Adriano Gaved from mobile media company 3 Italia recently shared the results of an internal case study on mobile content ad targeting. The big takeaways from their testing:
- In mobile content, carriers will be disappointed to discover that the consumer's expectations around content consumption will trump his or her preexisting norms around mobile usage. e.g., free and advertising-supported is the standard content model, rather than premium payments. (Notable exceptions: users are willing to pay extra for games, adult
content, and music.)
- Each time you divide a target cluster, you will double the clickthrough rate.
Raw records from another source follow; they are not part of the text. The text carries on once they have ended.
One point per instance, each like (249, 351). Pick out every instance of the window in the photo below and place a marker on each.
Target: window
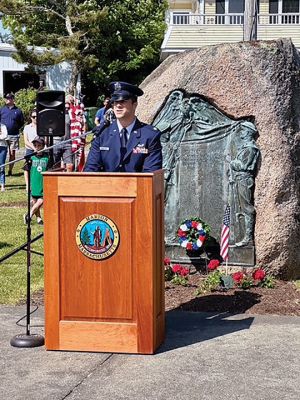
(273, 6)
(290, 6)
(236, 7)
(181, 18)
A fairly new carrier, 3 Italia has grown to approximately 7 million subscribers over the past three years. 4.5 million of those 7 million customers have opted in to receive daily promotional content via UMTS push, including both MMS and VMS. (Pull media, on the other hand, goes out through 3 Italia's portal.) Since UMTS is unicasting, this means that if 1 million customers want information, there will be 1 million data flows going out from your servers. DVB-H, on the other hand is a broadcast medium, and has similar efficiencies to terrestrial digital television. Inefficiency is the cost of providing more choice to the user experience, and so the carrier must develop targeting sufficient to pay for the increased costs of UMTS over DVB-H. Here's what 3 Italia found in its test results:
- Case Study A: 8 clusters of 62,500 customers each = 0.8% click-through rate (CTR)
- Case Study B: 24 clusters of 67,000 customers each = 1.8% CTR (Note: though the cluster size is relatively similar to that of A, this represents a finer comb since it parallelled overall growth of the customer base.)
- Case Study C: 48 clusters of 33,000 customers each = 3.2% CTR
These numbers show that targeting makes a huge difference in returns. It left me wondering, however, if 3 Italia stopped testing after C because that was the CTR required to turn a profit on unicasting in their content model. Or conversely, if a 'D' split fails to provide improvements along the same trajectory.